The variability in mice is smaller than in human settings due to in-bred and genetic homogeneity of populations as well as means to standardize and control experimental conditions e. The effects of pooling samples in the animal scenario are shown in Figure 4. In general, the trends of the animal study simulations Figure 4 are similar to the human scenario Figure 1 , where a larger pool size causes higher error rates for classifiers.
The differences between classifier performances are also larger for bigger numbers of mocked markers in datasets. However, the classifiers produce increased misclassification rates compared to the human scenario despite the lower variance in the animal datasets. The lower variability is compromised by the effect of the sample size. We have investigated the performance of classifiers in the animal study scenario with the same sample size as in the human setting.

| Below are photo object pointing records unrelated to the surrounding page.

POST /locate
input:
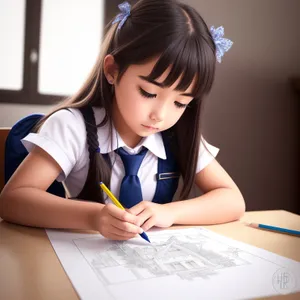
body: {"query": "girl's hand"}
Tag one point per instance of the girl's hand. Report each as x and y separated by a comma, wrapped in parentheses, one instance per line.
(152, 214)
(116, 224)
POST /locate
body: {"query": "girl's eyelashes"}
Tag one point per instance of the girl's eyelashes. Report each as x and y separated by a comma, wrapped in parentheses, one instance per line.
(146, 94)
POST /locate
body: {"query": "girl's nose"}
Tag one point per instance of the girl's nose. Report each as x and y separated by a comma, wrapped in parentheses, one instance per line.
(158, 114)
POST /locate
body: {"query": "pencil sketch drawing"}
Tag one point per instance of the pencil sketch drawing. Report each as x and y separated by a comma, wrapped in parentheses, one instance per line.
(185, 256)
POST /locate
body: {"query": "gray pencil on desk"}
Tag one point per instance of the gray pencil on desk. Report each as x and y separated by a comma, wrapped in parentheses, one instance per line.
(275, 228)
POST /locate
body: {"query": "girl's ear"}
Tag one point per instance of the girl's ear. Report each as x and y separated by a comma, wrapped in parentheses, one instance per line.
(110, 69)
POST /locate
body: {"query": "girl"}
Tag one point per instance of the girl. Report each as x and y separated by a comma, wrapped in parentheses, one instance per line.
(145, 94)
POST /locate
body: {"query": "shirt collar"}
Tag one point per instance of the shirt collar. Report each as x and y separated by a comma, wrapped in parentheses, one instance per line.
(153, 142)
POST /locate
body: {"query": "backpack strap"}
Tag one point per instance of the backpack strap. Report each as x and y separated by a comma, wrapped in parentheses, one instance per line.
(167, 175)
(15, 152)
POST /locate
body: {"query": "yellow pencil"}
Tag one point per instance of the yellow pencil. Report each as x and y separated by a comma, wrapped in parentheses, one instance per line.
(111, 196)
(118, 204)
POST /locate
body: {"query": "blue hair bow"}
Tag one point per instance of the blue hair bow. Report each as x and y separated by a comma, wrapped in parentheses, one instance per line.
(222, 44)
(125, 13)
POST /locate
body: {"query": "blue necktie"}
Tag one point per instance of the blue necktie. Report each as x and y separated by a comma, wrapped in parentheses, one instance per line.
(130, 191)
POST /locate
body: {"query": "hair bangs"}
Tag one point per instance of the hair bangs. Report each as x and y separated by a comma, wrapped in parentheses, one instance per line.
(188, 61)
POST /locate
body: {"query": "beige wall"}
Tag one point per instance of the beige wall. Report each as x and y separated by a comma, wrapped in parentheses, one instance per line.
(251, 112)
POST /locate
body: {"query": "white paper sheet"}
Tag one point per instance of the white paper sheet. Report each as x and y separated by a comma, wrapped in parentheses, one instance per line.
(191, 264)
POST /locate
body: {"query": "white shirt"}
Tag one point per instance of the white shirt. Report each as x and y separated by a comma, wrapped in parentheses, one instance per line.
(63, 136)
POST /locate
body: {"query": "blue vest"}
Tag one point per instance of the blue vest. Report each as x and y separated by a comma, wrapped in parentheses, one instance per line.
(167, 174)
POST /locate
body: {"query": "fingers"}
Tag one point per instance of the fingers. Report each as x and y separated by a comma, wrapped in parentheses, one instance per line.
(138, 208)
(149, 223)
(125, 226)
(145, 215)
(122, 215)
(121, 233)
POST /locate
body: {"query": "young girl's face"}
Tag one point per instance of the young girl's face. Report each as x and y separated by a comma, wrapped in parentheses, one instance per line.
(142, 107)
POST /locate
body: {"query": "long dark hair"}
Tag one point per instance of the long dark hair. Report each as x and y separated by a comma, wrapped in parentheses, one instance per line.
(177, 34)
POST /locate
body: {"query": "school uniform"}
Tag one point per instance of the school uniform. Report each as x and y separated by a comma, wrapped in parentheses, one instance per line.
(63, 137)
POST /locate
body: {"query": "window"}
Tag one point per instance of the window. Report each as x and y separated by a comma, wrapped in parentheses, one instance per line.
(49, 47)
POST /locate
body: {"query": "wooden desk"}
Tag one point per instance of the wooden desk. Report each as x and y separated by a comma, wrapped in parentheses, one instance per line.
(29, 268)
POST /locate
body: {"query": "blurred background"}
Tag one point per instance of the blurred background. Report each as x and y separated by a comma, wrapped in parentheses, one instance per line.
(252, 114)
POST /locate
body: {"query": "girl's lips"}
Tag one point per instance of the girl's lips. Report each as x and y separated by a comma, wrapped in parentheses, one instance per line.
(150, 127)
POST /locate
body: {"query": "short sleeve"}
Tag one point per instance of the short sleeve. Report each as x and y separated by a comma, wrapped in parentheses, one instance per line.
(207, 154)
(63, 137)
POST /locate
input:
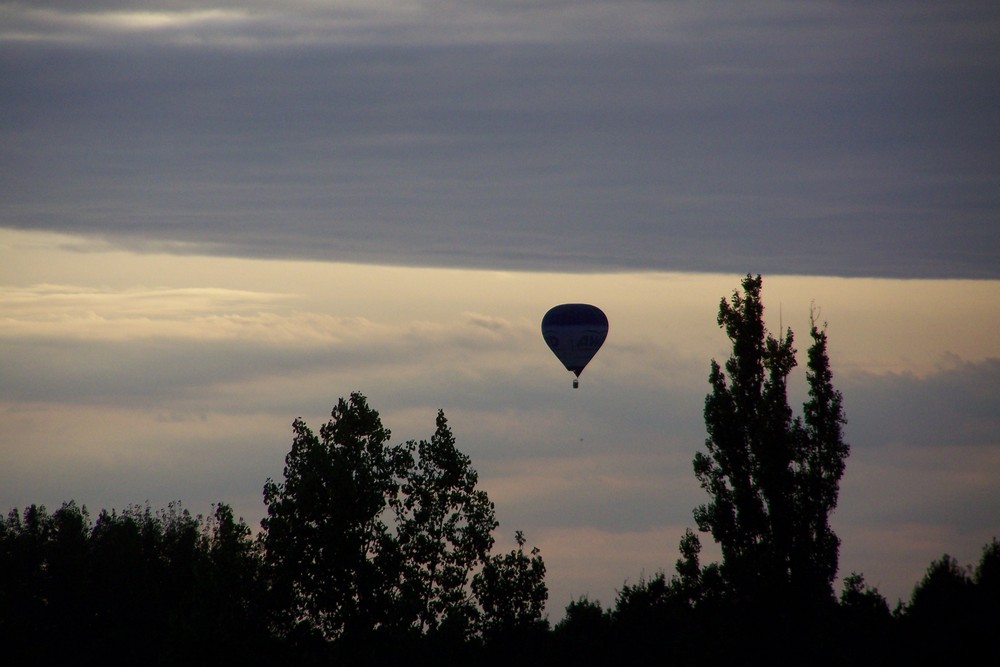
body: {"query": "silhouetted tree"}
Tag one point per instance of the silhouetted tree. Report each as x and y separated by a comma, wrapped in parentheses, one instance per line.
(512, 592)
(773, 479)
(445, 530)
(331, 558)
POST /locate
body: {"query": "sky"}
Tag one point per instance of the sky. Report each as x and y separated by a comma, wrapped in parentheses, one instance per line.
(217, 218)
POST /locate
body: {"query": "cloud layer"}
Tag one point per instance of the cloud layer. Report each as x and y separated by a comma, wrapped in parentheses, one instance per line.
(787, 137)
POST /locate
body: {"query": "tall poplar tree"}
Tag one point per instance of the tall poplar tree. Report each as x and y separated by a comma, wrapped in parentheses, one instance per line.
(773, 478)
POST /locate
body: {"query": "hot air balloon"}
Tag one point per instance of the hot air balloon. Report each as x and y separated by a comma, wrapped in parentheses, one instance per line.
(575, 332)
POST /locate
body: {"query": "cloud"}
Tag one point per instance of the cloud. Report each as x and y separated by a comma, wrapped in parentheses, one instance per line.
(794, 138)
(959, 406)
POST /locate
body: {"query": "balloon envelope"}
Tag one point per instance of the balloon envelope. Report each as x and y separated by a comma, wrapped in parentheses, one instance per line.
(575, 332)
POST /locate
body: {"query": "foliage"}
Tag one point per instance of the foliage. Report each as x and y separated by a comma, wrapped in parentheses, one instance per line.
(134, 587)
(773, 479)
(328, 552)
(445, 531)
(511, 589)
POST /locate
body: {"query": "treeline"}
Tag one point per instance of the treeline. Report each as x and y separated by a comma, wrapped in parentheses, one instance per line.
(376, 553)
(170, 588)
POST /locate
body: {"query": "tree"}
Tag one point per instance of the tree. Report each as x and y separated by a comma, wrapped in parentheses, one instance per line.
(329, 554)
(445, 531)
(511, 589)
(773, 478)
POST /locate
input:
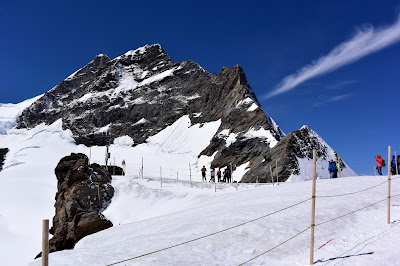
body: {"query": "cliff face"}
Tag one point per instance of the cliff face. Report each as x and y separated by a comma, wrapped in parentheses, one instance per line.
(293, 156)
(84, 191)
(3, 152)
(143, 91)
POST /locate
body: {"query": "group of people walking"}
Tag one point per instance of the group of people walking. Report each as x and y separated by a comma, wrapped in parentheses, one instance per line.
(227, 174)
(332, 168)
(394, 166)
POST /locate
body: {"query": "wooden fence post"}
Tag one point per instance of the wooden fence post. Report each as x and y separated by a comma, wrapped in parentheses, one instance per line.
(114, 167)
(45, 243)
(272, 176)
(313, 207)
(231, 174)
(389, 172)
(190, 175)
(142, 167)
(161, 176)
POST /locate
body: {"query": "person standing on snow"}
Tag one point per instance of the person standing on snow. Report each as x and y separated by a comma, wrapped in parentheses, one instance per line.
(380, 164)
(228, 175)
(331, 169)
(393, 169)
(203, 173)
(212, 179)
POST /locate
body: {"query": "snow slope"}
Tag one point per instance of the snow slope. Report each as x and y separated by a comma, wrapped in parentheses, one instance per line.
(30, 184)
(156, 217)
(162, 217)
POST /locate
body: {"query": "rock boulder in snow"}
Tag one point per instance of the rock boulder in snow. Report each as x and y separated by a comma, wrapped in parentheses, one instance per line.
(294, 154)
(83, 192)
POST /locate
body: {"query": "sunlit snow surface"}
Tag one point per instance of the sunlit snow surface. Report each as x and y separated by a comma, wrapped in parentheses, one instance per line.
(178, 212)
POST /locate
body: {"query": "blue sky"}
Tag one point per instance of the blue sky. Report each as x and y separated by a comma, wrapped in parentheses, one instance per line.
(355, 107)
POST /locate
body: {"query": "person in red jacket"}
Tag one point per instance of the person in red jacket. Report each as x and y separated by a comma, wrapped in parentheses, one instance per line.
(380, 162)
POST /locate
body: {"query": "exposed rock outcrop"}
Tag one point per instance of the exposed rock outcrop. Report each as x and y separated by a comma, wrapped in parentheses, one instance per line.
(294, 149)
(83, 193)
(143, 91)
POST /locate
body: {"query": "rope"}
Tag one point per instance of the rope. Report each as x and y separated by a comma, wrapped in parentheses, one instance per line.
(355, 210)
(287, 240)
(156, 251)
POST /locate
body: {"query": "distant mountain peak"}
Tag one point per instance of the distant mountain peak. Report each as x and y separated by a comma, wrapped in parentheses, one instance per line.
(146, 85)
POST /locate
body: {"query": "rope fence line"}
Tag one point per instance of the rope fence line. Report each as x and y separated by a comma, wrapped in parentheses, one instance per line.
(351, 193)
(356, 210)
(198, 238)
(280, 244)
(287, 240)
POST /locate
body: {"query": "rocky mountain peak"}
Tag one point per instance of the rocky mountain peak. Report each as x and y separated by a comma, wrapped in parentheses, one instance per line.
(143, 91)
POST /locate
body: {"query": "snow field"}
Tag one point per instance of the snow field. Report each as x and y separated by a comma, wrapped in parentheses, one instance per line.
(178, 213)
(148, 217)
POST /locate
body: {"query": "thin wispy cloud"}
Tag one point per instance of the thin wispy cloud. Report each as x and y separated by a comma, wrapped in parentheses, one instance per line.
(341, 84)
(334, 99)
(366, 41)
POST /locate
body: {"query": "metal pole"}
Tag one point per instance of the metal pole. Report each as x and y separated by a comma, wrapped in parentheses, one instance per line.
(114, 167)
(313, 207)
(389, 172)
(45, 243)
(339, 168)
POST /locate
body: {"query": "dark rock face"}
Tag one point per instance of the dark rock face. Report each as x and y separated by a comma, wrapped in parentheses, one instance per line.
(3, 152)
(282, 158)
(147, 84)
(83, 192)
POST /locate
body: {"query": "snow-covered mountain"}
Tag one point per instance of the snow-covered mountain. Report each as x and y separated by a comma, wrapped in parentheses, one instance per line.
(143, 92)
(167, 119)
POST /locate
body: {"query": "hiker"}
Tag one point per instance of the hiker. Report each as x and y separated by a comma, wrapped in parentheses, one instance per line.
(225, 176)
(393, 164)
(380, 164)
(331, 169)
(246, 93)
(219, 175)
(228, 175)
(398, 163)
(203, 174)
(212, 179)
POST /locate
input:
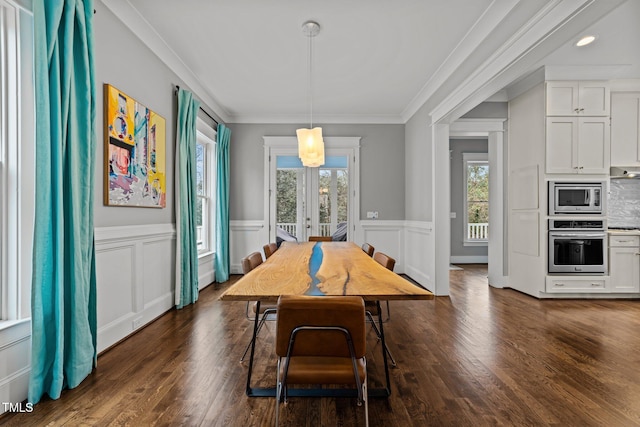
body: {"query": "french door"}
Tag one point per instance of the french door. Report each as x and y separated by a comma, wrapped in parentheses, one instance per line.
(307, 201)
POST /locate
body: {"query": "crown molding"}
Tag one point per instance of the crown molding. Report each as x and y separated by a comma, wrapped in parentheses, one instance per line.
(140, 27)
(488, 22)
(557, 21)
(317, 118)
(585, 72)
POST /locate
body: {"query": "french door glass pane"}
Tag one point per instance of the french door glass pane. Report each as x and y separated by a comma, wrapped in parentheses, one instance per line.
(477, 200)
(333, 195)
(290, 190)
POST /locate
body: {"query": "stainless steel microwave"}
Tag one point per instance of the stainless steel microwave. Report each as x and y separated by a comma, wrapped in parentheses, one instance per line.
(576, 198)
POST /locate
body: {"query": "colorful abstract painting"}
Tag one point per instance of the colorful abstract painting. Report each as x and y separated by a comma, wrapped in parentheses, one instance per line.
(135, 158)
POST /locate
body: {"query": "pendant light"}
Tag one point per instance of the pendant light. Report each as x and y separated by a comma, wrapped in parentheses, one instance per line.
(310, 142)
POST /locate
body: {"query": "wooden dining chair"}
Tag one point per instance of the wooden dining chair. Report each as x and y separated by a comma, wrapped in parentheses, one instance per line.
(320, 238)
(266, 311)
(372, 306)
(368, 249)
(269, 249)
(321, 340)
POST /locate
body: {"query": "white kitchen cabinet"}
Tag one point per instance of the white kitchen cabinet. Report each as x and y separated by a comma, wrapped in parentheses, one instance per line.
(624, 263)
(578, 98)
(577, 284)
(577, 145)
(625, 129)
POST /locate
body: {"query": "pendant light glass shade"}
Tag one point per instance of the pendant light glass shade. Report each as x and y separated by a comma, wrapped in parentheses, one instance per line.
(311, 146)
(310, 142)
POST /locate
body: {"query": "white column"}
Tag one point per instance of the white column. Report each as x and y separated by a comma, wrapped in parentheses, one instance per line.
(496, 210)
(441, 207)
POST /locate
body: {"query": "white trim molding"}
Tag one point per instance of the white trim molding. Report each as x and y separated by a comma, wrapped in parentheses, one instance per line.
(135, 278)
(245, 237)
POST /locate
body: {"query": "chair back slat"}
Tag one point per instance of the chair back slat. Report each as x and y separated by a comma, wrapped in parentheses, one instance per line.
(384, 260)
(368, 249)
(251, 261)
(342, 311)
(269, 249)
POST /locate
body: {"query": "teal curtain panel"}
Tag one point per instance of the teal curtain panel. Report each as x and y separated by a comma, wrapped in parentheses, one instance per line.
(221, 261)
(63, 296)
(185, 163)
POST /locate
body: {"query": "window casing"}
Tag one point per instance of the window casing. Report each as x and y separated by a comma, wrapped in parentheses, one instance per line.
(476, 198)
(205, 186)
(16, 158)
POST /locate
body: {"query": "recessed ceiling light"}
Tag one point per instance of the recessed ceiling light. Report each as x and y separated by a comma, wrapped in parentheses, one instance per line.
(585, 40)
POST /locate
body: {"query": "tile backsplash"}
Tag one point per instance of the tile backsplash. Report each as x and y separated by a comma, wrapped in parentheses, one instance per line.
(623, 207)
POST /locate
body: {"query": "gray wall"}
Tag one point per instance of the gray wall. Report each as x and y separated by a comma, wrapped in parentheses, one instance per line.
(381, 170)
(457, 147)
(123, 61)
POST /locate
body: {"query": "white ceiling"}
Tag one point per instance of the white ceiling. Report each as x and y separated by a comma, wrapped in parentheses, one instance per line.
(374, 60)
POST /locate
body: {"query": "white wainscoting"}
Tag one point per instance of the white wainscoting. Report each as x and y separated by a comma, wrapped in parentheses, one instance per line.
(15, 354)
(206, 272)
(245, 237)
(419, 249)
(135, 269)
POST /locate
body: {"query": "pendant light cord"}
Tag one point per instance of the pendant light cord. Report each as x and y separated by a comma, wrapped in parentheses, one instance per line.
(310, 66)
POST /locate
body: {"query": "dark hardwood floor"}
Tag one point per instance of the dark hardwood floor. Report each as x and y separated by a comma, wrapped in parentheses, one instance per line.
(480, 357)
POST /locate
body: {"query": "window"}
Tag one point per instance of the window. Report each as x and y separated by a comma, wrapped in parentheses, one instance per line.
(476, 194)
(16, 159)
(205, 185)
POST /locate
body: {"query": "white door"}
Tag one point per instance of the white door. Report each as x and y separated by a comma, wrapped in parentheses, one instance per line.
(309, 201)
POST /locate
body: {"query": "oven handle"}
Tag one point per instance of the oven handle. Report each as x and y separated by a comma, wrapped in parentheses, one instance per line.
(578, 235)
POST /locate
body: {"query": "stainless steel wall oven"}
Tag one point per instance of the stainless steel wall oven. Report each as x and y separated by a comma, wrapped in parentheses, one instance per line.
(577, 246)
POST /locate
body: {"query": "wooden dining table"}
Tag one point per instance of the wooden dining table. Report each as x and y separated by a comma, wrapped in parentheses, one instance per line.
(319, 269)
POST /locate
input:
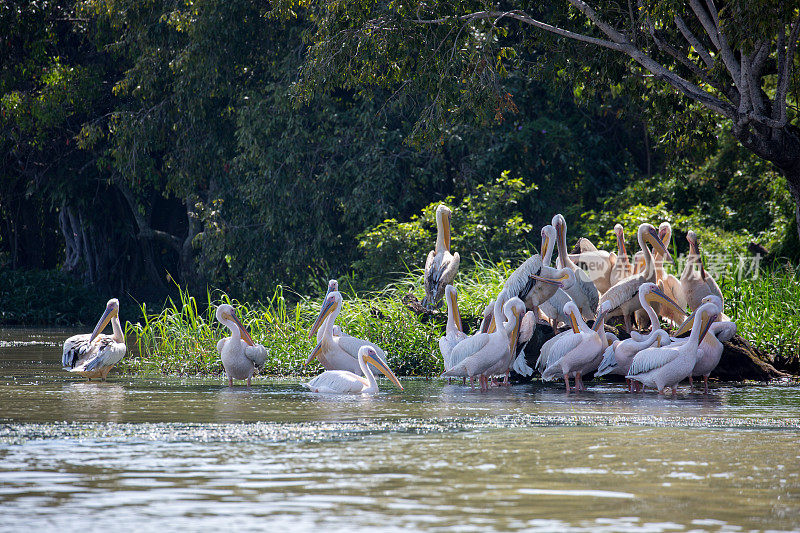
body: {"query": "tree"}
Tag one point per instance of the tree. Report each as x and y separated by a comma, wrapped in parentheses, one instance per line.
(734, 60)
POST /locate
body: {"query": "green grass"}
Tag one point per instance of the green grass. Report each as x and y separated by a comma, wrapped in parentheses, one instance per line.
(182, 338)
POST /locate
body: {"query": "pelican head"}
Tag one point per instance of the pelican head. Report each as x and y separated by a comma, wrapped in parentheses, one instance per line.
(225, 314)
(548, 238)
(451, 294)
(514, 309)
(369, 355)
(559, 224)
(332, 302)
(649, 234)
(443, 214)
(652, 294)
(112, 310)
(665, 232)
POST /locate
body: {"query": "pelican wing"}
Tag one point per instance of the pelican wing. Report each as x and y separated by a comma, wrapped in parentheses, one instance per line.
(351, 345)
(467, 347)
(562, 345)
(104, 352)
(608, 364)
(651, 359)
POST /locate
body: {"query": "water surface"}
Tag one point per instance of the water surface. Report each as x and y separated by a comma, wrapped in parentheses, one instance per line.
(147, 453)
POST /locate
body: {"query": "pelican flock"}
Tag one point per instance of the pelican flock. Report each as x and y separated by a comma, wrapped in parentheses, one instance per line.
(639, 292)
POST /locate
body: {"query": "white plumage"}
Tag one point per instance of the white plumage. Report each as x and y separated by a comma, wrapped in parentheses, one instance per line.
(337, 352)
(344, 382)
(93, 355)
(240, 355)
(666, 367)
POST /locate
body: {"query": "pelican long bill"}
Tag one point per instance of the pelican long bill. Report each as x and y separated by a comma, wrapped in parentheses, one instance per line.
(104, 320)
(385, 370)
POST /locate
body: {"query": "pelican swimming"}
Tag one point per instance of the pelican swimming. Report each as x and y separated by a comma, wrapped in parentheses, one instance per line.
(617, 357)
(623, 296)
(93, 355)
(578, 353)
(485, 352)
(666, 367)
(695, 281)
(344, 382)
(453, 332)
(583, 292)
(535, 281)
(337, 352)
(711, 347)
(622, 267)
(240, 355)
(441, 266)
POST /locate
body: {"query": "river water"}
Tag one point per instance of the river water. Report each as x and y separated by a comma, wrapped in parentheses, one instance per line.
(160, 453)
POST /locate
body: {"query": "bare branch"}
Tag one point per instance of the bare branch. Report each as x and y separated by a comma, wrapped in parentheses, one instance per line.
(694, 42)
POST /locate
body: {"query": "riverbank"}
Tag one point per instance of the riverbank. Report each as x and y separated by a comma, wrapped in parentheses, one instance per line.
(181, 339)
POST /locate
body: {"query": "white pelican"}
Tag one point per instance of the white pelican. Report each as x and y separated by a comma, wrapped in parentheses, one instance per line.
(623, 296)
(344, 382)
(622, 267)
(583, 292)
(535, 281)
(617, 357)
(240, 355)
(666, 367)
(453, 332)
(578, 353)
(482, 352)
(710, 349)
(669, 284)
(599, 263)
(93, 355)
(337, 352)
(696, 282)
(441, 266)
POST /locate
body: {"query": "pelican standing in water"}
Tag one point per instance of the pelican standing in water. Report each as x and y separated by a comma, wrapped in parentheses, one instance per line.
(93, 355)
(578, 353)
(441, 266)
(617, 358)
(337, 352)
(711, 347)
(665, 367)
(344, 382)
(623, 296)
(240, 355)
(454, 332)
(483, 352)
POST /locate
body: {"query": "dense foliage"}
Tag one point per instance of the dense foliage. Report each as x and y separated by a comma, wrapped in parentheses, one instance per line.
(149, 141)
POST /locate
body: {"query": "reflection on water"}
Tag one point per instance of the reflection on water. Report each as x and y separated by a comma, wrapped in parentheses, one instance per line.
(167, 453)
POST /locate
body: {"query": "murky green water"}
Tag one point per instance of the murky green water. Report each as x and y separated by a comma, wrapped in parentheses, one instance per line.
(166, 454)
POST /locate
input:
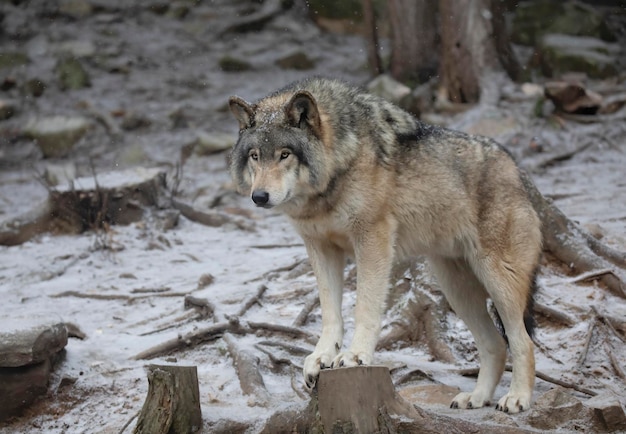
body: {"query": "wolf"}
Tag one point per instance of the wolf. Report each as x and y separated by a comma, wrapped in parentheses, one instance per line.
(359, 177)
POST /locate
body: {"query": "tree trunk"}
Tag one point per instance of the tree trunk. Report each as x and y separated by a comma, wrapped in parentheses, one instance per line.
(414, 53)
(464, 49)
(371, 37)
(173, 402)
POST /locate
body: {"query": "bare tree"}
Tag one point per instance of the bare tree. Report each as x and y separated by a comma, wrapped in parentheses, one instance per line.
(414, 30)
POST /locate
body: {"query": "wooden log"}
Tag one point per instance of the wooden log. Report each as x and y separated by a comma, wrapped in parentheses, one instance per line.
(93, 202)
(173, 402)
(359, 399)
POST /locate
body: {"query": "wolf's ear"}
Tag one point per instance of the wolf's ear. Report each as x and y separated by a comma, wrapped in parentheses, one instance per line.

As expected, the classifiers in the animal scenario outperform the ones in the human setting Figure 5. In this work, we provide a systematic evaluation of pooling designs on the discriminating ability of classifiers. The results highlight that pooling strategies generally lead to higher error rates of classifiers.
Misclassification rates are likely to increase with pool sizes in a linear pattern, not exponentially. Moreover, with datasets having small number of makers, there is no statistically significant difference of the performance of classifiers between some pairs of pool sizes. Furthermore, a staged approach might also be considered where first a pooling design is used for global profiling of biomarkers in high-dimensional datasets and subsequent model building, followed by qualification steps where individual samples are analyzed and only a subset of biomolecules is targeted for analysis.
This comparative study motivates scientists to consider and balance pros and cons of various designs prior to the execution of biomarker discovery studies.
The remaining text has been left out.